Conklin Chris J, Middleton Devon M, Alizadeh Mahdi, Finsterbusch Jürgen, Raunig David L, Faro Scott H, Shah Pallav, Krisa Laura, Sinko Rebecca, Delalic Joan Z, Mulcahey M J, Mohamed Feroze B
Electrical Engineering, Temple University, Philadelphia, PA, United States; Radiology, Thomas Jefferson University, Philadelphia, PA, United States.
Radiology, Temple University, Philadelphia, PA, United States; Bioengineering, Temple University, Philadelphia, PA, United States.
Neuroimage Clin. 2016 Jan 12;11:61-67. doi: 10.1016/j.nicl.2016.01.009. eCollection 2016.

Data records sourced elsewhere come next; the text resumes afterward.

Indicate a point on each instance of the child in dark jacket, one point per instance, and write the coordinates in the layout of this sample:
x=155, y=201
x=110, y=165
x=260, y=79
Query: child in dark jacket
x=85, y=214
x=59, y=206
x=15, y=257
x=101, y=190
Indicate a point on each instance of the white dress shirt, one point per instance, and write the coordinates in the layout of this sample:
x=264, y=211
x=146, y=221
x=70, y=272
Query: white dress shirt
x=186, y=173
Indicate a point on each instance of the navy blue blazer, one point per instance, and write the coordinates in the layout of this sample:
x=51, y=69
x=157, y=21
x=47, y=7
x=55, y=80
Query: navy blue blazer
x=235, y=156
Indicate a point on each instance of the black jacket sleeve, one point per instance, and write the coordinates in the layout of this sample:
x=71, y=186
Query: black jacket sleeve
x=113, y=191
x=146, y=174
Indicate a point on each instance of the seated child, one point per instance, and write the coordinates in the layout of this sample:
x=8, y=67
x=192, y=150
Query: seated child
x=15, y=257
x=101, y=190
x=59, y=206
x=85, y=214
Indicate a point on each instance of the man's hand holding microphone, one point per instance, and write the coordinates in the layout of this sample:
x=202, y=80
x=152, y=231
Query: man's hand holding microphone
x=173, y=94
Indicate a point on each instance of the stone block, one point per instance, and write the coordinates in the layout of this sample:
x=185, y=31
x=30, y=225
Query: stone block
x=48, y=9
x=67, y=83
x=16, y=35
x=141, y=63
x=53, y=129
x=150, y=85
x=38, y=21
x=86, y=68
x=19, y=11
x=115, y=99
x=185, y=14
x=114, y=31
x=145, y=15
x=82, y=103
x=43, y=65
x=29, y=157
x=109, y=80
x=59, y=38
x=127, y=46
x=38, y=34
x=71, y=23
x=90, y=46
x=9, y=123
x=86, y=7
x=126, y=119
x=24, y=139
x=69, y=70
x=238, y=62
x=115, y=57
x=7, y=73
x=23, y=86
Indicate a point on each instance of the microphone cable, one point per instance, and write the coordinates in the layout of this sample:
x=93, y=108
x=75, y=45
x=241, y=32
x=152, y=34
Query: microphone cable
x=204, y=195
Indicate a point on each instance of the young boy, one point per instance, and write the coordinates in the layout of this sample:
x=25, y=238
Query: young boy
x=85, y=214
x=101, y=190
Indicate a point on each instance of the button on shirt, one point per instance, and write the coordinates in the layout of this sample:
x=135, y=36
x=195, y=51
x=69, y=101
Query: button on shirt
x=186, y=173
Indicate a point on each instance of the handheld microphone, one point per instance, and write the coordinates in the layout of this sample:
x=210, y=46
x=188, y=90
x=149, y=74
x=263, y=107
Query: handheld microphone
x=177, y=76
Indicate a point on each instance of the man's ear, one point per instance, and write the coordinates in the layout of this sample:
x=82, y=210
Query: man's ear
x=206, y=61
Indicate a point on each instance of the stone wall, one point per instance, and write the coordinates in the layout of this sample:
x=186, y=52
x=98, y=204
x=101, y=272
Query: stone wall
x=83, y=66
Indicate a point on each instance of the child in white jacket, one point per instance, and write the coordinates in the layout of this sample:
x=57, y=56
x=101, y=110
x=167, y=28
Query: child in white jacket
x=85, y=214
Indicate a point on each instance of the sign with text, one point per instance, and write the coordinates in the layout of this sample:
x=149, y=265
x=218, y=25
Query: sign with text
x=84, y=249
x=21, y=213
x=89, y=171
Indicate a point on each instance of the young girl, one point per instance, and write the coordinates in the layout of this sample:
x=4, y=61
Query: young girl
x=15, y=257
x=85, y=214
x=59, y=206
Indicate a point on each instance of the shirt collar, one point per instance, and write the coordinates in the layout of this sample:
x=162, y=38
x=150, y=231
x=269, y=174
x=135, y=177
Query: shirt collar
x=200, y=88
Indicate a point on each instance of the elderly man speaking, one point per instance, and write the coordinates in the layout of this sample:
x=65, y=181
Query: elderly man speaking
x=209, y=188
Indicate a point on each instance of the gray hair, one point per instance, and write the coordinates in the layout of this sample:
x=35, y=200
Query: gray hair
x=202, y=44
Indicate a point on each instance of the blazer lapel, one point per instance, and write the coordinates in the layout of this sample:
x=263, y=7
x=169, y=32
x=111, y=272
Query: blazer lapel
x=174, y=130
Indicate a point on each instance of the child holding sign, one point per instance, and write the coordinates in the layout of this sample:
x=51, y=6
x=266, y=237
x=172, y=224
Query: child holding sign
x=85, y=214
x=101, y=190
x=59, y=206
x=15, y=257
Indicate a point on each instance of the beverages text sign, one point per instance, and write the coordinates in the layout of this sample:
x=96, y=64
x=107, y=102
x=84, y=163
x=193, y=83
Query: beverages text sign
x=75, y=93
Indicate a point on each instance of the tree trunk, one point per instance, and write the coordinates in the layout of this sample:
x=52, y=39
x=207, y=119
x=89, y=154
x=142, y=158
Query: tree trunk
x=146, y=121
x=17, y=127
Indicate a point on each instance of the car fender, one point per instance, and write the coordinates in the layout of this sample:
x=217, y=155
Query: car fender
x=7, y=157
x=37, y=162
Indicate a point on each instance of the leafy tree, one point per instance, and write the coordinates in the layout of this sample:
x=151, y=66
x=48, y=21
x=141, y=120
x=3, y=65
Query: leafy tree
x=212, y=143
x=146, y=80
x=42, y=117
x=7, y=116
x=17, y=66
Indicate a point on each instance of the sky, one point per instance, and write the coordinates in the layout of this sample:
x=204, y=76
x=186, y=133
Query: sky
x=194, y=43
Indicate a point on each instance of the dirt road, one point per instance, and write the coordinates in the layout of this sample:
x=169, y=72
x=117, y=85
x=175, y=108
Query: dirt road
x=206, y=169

Magnetic resonance based diffusion imaging has been gaining more utility and clinical relevance over the past decade. Using conventional echo planar techniques, it is possible to acquire and characterize water diffusion within the central nervous system (CNS); namely in the form of Diffusion Weighted Imaging (DWI) and Diffusion Tensor Imaging (DTI). While each modality provides valuable clinical information in terms of the presence of diffusion and its directionality, both techniques are limited to assuming an ideal Gaussian distribution for water displacement with no intermolecular interactions. This assumption neglects pathological processes that are not Gaussian therefore reducing the amount of potentially clinically relevant information. Additions to the Gaussian distribution measured by the excess kurtosis, or peakedness, of the probabilistic model provide a better understanding of the underlying cellular structure. The objective of this work is to provide mathematical and experimental evidence that Diffusion Kurtosis Imaging (DKI) can offer additional information about the micromolecular environment of the pediatric spinal cord. This is accomplished by a more thorough characterization of the nature of random water displacement within the cord. A novel DKI imaging sequence based on a tilted 2D spatially selective radio frequency pulse providing reduced field of view (FOV) imaging was developed, implemented, and optimized on a 3 Tesla MRI scanner, and tested on pediatric subjects (healthy subjects: 15; patients with spinal cord injury (SCI):5). Software was developed and validated for post processing of the DKI images and estimation of the tensor parameters. The results show statistically significant differences in mean kurtosis (p < 0.01) and radial kurtosis (p < 0.01) between healthy subjects and subjects with SCI. DKI provides incremental and novel information over conventional diffusion acquisitions when coupled with higher order estimation algorithms.
在过去十年中,基于磁共振的扩散成像已变得更具实用性和临床相关性。使用传统的回波平面技术,可以获取并表征中枢神经系统(CNS)内的水扩散情况;具体表现为扩散加权成像(DWI)和扩散张量成像(DTI)。虽然每种模态在扩散的存在及其方向性方面都提供了有价值的临床信息,但这两种技术都局限于假设水分子位移呈理想的高斯分布,不存在分子间相互作用。这种假设忽略了非高斯分布的病理过程,从而减少了潜在的临床相关信息量。通过概率模型的超额峰度(即峰态)来测量对高斯分布的补充,能更好地理解潜在的细胞结构。这项工作的目的是提供数学和实验证据,证明扩散峰度成像(DKI)可以提供有关小儿脊髓微分子环境的额外信息。这是通过对脊髓内随机水分子位移的性质进行更全面的表征来实现的。基于倾斜的二维空间选择性射频脉冲开发了一种新型DKI成像序列,该序列可提供缩小视野(FOV)成像,在3特斯拉MRI扫描仪上进行了实施和优化,并在小儿受试者(健康受试者:15名;脊髓损伤(SCI)患者:5名)上进行了测试。开发并验证了用于DKI图像后处理和张量参数估计的软件。结果显示,健康受试者与SCI受试者之间的平均峰度(p < 0.01)和径向峰度(p < 0.01)存在统计学上的显著差异。当与高阶估计算法结合使用时,DKI能在传统扩散采集的基础上提供增量和新颖的信息。